Getting Key Vault Secrets in Azure Functions

For triggers, bindings, and environment variables

NOTE: Updated on 11/28 to reflect new key vault and function capabilities

One of the common questions around building Azure Functions is how to deal with secrets that a function needs. We know we shouldn’t be putting secrets in the code. Another sometimes satisfactory alternative is place secrets as an app setting. However, since these app settings are retrievable via clear-text through the API/Portal, and would need to be replicated to each function app that needs the secret, some prefer to leverage Azure Key Vault.

Here are the steps to build an Azure Function which can retrieve secrets at runtime. The below uses C# compiled class libraries, but the same underlying pieces can be used with any Azure Function language or binding.

Creating the Key Vault

I followed the instructions here to create a key vault in my Azure Subscription. After the key vault was created I ran this command to add the secrets to the vault.

az keyvault create -n mySuperSecretVault -g jeffhollan-keyvault -l westus
az keyvault secret set --vault-name mySuperSecretVault -n eventHubConnectionString --value '{MyEventHubConnectionString}'
az keyvault secret set --vault-name mySuperSecretVault -n superSecret --value 'I love Azure Functions'

Now authorized identities can retrieve this secret as needed in a central, secure location. One way to access is create my own custom application identity, or “service principal”, which I could use to access the secret. The rub with that approach though is in order to retrieve a valid token for a service principal I need to provide an application secret — which itself is… a secret. With the announcement of Azure managed service identities, I can now give my resource (in this case, a function) an identity and give it permissions just as it were another user.

Configuring the Azure Function

After creating the Azure Function, I enabled a managed service identity for the function app. This will now add an identity in my Azure active directory I can give permissions to any resource I may need.

After enabling the managed service identity, I went into my key vault and added an access policy so my Azure Function app had permissions to read secrets.

The last step is to fetch the secret when I run the app.

Retrieving secrets from a function

Starting in the fall of 2018 I don’t have to make any code changes in order to access secrets in key vault.

Here’s a sample Azure Event Hub triggered function that makes a simple log message. In this case this app has two secrets: the Event Hubs connection string, and the private variable superSecret.

When running locally I can use local.settings.json to have local stored values to develop and test off of. This can connect to a development Event Hub and use some development secret.

However, once I publish, I just have to modify the Application Settings to resolve the right values as secrets.

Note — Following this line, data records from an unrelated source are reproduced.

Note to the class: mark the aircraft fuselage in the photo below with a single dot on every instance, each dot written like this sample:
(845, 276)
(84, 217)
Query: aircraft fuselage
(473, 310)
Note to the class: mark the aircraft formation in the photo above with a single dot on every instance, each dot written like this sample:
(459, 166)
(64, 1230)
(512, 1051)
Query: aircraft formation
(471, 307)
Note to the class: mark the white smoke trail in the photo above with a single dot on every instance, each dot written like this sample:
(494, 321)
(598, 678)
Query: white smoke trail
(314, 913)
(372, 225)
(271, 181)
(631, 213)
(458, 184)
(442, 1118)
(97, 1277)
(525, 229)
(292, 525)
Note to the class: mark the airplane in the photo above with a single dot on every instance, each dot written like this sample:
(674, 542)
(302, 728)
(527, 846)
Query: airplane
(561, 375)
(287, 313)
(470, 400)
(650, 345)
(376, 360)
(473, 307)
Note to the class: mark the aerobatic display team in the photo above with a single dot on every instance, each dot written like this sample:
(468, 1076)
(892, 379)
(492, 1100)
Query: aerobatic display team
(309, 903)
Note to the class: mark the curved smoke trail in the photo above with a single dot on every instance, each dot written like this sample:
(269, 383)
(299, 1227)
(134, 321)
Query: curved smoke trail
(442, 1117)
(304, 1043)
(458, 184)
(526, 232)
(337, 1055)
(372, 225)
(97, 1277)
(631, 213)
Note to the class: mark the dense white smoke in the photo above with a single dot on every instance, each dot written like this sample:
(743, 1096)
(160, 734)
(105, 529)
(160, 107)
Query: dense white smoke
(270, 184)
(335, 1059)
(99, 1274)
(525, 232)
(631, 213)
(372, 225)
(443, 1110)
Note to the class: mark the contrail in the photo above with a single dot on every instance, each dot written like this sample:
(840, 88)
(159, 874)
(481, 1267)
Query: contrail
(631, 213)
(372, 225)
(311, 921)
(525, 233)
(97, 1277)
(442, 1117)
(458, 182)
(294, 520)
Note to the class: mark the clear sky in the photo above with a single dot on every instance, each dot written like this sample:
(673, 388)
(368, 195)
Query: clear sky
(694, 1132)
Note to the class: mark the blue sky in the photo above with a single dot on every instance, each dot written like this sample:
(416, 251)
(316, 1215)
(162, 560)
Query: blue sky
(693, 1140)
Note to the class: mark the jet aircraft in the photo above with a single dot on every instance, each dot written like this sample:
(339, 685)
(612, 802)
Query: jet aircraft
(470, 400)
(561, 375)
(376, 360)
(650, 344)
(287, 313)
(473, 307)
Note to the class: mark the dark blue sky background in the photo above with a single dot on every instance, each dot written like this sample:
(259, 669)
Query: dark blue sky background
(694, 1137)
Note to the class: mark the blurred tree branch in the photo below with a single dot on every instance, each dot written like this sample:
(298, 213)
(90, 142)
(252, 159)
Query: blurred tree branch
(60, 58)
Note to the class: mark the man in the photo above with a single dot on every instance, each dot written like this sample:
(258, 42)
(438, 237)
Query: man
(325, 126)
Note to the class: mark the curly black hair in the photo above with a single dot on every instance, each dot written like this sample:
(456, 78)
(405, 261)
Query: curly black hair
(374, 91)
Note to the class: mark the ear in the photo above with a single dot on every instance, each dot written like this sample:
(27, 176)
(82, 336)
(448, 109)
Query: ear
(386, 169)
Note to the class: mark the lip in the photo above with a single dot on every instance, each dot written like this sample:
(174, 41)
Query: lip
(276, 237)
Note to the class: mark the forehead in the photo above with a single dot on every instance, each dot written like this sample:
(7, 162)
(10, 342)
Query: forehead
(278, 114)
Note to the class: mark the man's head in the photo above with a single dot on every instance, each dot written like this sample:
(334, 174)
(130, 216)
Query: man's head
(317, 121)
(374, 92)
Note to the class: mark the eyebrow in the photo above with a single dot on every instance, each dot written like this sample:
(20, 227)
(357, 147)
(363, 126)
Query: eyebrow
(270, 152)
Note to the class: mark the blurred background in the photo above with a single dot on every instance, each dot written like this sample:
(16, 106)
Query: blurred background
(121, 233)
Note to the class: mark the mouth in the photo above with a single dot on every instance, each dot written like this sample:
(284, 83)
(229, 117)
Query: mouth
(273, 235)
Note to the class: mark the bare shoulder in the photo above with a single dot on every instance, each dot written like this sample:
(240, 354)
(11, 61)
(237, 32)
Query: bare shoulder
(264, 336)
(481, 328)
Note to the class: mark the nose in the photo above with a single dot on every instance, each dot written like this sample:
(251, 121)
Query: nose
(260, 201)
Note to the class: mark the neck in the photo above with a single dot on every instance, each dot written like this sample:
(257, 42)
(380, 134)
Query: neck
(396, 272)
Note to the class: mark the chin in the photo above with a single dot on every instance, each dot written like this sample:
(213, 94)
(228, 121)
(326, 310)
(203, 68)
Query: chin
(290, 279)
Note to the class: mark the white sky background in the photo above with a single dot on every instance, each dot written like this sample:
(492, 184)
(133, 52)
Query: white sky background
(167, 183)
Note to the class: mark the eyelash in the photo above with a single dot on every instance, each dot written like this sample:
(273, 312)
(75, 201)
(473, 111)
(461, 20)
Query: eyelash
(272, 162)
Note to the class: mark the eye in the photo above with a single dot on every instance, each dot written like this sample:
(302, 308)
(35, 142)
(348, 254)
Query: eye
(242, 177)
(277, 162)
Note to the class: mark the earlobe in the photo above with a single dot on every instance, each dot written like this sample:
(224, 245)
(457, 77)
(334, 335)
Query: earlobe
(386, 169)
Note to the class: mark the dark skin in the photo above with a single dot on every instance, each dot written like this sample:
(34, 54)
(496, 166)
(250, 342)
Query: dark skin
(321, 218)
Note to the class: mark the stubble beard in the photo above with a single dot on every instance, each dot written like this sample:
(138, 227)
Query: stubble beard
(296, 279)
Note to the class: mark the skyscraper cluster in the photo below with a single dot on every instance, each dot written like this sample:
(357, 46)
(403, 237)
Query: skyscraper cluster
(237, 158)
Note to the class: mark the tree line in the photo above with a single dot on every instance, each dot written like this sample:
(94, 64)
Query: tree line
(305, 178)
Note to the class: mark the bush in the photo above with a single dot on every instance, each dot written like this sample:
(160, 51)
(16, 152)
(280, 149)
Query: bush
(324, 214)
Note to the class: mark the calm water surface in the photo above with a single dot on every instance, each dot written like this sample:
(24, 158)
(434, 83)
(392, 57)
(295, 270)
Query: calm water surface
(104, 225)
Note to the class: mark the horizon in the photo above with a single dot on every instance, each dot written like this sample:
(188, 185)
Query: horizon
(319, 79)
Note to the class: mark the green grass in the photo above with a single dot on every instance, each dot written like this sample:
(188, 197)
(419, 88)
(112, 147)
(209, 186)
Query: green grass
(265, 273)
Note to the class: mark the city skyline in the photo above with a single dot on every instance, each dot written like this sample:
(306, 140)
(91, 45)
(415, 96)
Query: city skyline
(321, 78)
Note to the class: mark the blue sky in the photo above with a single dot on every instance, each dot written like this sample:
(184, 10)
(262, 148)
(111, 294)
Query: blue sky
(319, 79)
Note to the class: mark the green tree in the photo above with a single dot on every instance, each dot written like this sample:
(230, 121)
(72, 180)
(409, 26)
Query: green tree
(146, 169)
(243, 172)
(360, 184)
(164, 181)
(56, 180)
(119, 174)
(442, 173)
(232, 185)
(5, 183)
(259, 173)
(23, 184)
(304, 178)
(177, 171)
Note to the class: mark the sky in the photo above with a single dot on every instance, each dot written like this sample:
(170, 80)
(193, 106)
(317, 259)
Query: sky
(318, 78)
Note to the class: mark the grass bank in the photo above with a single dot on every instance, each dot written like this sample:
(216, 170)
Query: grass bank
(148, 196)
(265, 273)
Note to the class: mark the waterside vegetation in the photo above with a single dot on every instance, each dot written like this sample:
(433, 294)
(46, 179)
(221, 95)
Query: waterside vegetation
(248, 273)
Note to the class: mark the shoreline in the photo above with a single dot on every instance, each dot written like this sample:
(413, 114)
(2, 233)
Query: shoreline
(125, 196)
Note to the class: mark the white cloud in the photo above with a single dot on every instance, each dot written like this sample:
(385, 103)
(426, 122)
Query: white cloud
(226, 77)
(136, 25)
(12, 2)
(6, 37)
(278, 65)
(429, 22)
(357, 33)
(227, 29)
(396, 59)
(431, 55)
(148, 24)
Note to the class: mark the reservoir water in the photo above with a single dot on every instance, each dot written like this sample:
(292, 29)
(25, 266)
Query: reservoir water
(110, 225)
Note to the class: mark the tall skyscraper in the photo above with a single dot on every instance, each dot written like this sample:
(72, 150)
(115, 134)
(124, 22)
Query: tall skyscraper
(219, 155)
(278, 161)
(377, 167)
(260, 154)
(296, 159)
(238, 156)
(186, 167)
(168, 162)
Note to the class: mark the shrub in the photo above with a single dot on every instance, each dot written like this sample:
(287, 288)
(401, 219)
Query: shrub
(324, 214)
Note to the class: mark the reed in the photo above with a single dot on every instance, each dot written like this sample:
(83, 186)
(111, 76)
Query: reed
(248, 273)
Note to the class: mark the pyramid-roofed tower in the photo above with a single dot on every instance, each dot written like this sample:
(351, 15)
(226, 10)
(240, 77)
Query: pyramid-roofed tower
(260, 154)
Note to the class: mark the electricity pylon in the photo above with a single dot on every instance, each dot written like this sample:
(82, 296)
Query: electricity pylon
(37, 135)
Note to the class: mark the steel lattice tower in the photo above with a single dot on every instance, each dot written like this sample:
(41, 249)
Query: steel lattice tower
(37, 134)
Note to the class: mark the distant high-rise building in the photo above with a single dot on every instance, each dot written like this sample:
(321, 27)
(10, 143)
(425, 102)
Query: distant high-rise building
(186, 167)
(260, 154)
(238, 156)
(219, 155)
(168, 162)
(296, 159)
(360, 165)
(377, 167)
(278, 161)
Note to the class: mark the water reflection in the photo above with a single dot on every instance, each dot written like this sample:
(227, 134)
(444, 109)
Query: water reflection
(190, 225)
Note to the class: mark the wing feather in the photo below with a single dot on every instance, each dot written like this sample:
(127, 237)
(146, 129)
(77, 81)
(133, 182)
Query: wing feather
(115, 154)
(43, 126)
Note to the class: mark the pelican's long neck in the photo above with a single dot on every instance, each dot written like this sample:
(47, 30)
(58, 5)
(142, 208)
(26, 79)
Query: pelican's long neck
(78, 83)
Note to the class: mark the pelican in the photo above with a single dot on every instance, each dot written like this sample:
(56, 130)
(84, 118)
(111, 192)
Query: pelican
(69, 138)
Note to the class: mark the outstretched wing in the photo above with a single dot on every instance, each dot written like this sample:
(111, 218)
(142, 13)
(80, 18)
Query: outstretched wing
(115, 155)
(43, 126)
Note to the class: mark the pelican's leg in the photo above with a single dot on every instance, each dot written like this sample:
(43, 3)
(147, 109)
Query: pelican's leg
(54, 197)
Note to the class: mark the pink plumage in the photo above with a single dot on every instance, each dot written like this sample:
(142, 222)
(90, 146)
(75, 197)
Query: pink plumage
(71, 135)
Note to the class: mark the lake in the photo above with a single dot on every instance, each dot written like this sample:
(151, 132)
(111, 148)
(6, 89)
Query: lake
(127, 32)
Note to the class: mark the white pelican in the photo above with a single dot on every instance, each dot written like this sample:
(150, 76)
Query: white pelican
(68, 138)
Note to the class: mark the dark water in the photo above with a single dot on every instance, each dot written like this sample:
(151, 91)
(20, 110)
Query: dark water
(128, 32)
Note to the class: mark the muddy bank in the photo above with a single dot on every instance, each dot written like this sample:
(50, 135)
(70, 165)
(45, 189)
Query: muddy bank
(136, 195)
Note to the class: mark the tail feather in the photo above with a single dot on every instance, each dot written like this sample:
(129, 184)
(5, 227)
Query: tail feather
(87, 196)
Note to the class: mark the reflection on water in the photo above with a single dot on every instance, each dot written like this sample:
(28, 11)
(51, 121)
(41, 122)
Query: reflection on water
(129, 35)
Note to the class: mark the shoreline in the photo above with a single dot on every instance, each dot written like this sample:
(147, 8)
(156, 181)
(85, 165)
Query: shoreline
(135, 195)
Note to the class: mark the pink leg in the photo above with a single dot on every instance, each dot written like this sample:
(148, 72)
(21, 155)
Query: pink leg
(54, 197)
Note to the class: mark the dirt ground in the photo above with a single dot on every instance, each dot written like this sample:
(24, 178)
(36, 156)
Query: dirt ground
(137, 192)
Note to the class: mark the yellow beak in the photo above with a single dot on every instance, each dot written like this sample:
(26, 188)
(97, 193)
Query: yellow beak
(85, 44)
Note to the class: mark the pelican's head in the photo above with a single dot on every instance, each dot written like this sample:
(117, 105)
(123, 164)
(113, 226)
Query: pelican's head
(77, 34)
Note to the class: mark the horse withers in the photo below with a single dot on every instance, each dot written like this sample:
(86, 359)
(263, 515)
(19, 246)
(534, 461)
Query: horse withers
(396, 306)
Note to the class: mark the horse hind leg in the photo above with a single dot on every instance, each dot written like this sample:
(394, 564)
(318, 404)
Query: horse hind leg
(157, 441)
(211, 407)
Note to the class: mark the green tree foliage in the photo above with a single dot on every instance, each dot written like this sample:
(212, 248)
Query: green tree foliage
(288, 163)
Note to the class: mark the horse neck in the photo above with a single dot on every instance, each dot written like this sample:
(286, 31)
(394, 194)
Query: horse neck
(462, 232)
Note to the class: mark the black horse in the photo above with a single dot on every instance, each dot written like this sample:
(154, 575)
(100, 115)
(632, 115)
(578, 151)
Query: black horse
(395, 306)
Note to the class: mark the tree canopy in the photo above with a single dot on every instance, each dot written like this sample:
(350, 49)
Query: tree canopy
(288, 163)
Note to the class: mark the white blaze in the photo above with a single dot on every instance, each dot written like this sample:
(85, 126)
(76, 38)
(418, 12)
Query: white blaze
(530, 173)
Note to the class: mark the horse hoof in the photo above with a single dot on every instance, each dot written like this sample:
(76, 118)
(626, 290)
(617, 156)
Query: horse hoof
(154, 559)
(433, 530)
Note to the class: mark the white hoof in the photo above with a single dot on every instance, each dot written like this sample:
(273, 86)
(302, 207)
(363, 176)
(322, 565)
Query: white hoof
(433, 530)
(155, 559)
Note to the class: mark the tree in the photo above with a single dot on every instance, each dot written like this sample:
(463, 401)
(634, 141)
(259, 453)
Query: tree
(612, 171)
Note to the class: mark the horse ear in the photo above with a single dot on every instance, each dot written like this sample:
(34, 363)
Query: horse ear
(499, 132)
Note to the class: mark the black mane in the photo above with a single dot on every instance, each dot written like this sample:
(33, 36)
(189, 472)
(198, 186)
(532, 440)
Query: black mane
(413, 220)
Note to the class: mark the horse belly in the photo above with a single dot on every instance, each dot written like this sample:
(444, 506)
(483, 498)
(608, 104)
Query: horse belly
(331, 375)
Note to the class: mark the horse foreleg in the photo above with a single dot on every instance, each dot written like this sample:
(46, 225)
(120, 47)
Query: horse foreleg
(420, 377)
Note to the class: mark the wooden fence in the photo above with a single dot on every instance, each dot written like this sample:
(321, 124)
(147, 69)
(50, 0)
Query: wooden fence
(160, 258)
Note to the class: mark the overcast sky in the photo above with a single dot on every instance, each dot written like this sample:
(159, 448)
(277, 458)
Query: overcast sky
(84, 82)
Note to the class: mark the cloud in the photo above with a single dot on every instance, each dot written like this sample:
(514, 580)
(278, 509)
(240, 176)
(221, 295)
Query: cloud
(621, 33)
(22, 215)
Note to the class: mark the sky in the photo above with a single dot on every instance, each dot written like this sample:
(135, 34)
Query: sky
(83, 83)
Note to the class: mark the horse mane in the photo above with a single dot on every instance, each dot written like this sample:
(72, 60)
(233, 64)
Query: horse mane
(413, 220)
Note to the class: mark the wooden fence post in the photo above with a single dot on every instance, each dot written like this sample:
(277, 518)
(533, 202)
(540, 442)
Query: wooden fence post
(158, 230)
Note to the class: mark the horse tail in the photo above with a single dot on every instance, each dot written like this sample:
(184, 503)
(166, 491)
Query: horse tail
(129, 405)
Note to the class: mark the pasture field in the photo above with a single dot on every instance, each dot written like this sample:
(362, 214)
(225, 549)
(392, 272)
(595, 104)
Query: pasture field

Configuring the App Settings

In the Azure Portal (or via Visual Studio / VS Code / CLI / whatever tool you want to use to manage app settings), I need to associate some app settings to correspond to the secrets in key vault. To do that I will create two new application settings for SuperSecret and EventHubConnectionString that mirror the local.settings.json — but instead of having the secrets in the app settings, I will point to where the secrets are in my key vault. It should be noted that the key vault secret ID is itself not a secret, it’s just an address of where the secret can be found.

I browsed to my key vault and found the secrets I needed and copied their address or Secret Uri (it looks something like https://{name}.vault.azure.net/secrets/{secret}/{id}) and then added special app settings that will fetch the secret from that source when the app instantiates on an instance. This means the secret only gets fetched once per instance, and not every execution (so I don’t have to worry about key vault throttles).

The app setting key is EventHubConnectionString and the value is something like @Microsoft.KeyVault(SecretUri={theSecretUri}).

When done configuring, here’s what my app settings looked like to get my secrets:

If I wanted to, I could make any of these app settings into key vault references, including things like the AzureWebJobsStorage account.

Once I click save, I’m done. The function instance will restart, authenticate to key vault using the managed service identity I configured, resolve the key vault secrets and store them in the appropriate environment variables, and my code can now trigger on the Event Hub and log the message as written.